Write functional obtained by multiplying the strong form by the test function and integrating over the domain:
$$ f(u, \eta) = \int_{\Omega} ( -\nabla \cdot \sigma - b + \rho \ddot{u} ) \cdot \eta \, dv = 0. $$Expand the divergence term as
$$ \nabla \cdot \sigma \cdot \eta = \nabla (\sigma \eta) - \sigma : \nabla \eta = \nabla (\sigma \eta) - \sigma : \nabla_x \eta. $$Hence the functional becomes
$$ f(u, \eta) = \int_{\Omega} \sigma : \nabla \eta - (b - \rho \ddot{u}) \cdot \eta - \int_{\partial \Omega} \sigma \eta \cdot n \, ds $$Using that $\eta$ vanishes on the boundary you get
$$ \int_{\partial \Omega} \sigma \eta \cdot n \, ds = \int_{\partial \Omega} \bar{t} \cdot \eta \, ds. $$Finally rewrite problem as
$$ f(u, \eta) = \int_{\Omega} \left[ \sigma : \nabla \eta - (b - \rho \ddot{u})\cdot \eta \right] \, dv - \int_{\partial \Omega} \bar{t} \cdot \eta \, ds = 0, $$subject to conditions on the initial data.
Choose the test function to be a virtual displacement, $\eta = \delta u$.
The we get the principle of virtual work, and the first term in the volume integral is the internal mechanical virtual work, and the second term (less the acceleration term) and the surface integral is the external mechanical virtual work.
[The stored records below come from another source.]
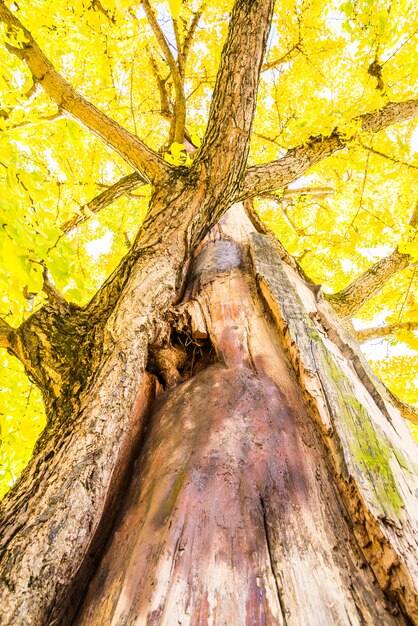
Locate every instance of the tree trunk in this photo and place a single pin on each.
(259, 496)
(274, 483)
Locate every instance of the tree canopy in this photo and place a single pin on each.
(332, 164)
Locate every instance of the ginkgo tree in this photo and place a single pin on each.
(205, 208)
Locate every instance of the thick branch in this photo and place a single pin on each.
(43, 72)
(180, 105)
(123, 186)
(281, 172)
(227, 138)
(377, 332)
(352, 298)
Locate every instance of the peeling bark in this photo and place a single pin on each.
(250, 504)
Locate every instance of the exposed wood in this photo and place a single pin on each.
(233, 516)
(371, 448)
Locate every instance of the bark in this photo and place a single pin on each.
(91, 365)
(130, 148)
(253, 500)
(352, 298)
(377, 332)
(266, 177)
(122, 187)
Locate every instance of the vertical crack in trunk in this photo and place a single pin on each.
(190, 545)
(270, 555)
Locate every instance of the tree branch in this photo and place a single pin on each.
(286, 56)
(191, 32)
(389, 158)
(130, 148)
(224, 150)
(352, 298)
(408, 411)
(281, 172)
(6, 333)
(123, 186)
(377, 332)
(180, 104)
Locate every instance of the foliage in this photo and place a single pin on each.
(328, 61)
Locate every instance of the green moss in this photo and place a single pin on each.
(370, 450)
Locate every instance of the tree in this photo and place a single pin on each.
(216, 450)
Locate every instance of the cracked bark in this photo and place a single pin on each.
(192, 542)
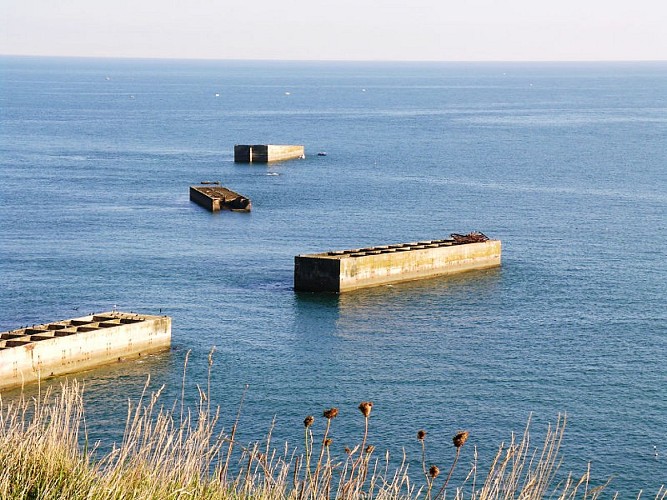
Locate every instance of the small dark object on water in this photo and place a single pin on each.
(472, 237)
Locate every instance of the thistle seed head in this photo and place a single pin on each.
(460, 438)
(365, 408)
(330, 413)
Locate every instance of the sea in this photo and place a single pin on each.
(566, 163)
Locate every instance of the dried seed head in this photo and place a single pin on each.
(365, 407)
(460, 438)
(331, 413)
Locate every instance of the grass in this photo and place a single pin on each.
(178, 452)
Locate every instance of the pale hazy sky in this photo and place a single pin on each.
(441, 30)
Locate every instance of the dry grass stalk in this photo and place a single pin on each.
(163, 454)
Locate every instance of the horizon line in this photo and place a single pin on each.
(401, 61)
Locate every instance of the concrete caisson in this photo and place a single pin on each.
(265, 153)
(216, 198)
(39, 352)
(345, 270)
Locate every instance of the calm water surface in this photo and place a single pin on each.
(565, 163)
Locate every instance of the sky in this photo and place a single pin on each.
(386, 30)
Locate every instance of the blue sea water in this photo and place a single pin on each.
(565, 163)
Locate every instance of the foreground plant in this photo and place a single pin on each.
(45, 455)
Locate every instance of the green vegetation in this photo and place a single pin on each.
(177, 453)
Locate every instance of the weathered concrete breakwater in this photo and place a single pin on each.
(265, 153)
(51, 349)
(344, 270)
(215, 198)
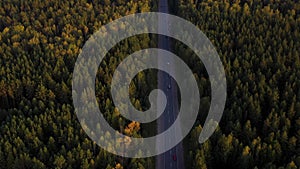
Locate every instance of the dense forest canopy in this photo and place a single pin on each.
(258, 43)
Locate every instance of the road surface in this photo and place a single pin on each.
(172, 159)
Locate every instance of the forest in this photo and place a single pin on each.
(258, 42)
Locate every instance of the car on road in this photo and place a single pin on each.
(174, 157)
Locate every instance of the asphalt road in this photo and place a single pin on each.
(172, 159)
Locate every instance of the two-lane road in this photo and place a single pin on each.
(172, 159)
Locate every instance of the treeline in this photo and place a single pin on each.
(40, 42)
(258, 43)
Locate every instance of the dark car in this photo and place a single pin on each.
(174, 157)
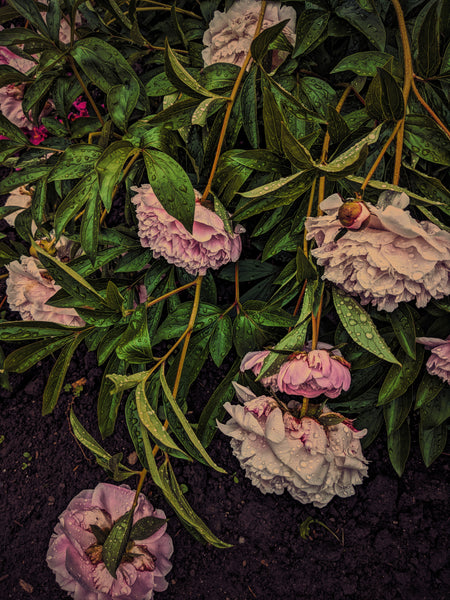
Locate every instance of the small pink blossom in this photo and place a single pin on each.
(28, 288)
(75, 556)
(209, 245)
(315, 372)
(230, 34)
(394, 259)
(439, 361)
(281, 452)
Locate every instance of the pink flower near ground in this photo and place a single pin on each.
(75, 555)
(28, 288)
(209, 245)
(230, 34)
(20, 197)
(394, 259)
(439, 361)
(281, 452)
(315, 372)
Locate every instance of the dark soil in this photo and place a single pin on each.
(393, 530)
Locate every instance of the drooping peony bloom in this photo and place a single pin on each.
(20, 197)
(439, 361)
(308, 373)
(75, 555)
(394, 259)
(28, 288)
(279, 451)
(230, 34)
(314, 372)
(209, 245)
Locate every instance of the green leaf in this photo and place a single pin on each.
(363, 63)
(69, 279)
(22, 359)
(181, 79)
(186, 425)
(175, 497)
(399, 379)
(402, 321)
(360, 326)
(108, 400)
(310, 26)
(214, 411)
(432, 442)
(428, 389)
(75, 200)
(397, 411)
(384, 99)
(399, 445)
(428, 57)
(58, 374)
(171, 185)
(221, 340)
(146, 527)
(134, 345)
(368, 23)
(116, 542)
(121, 101)
(151, 422)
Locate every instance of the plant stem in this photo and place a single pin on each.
(230, 104)
(86, 91)
(429, 109)
(380, 156)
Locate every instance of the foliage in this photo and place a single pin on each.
(283, 139)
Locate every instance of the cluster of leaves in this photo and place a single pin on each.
(156, 115)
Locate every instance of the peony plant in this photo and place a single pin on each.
(261, 185)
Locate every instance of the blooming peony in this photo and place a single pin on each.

Hence the variational principle is equivalent to the virtual work balancing off against the acceleration.
Summarizing, the weak form has the integral plus the initial conditions (in integral form).
Note that 80% of the time can be spent in meshing. In cases where the interpolation functions are NURBS or B-splines, the geometry is the mesh, so using these functions can greatly speed things up.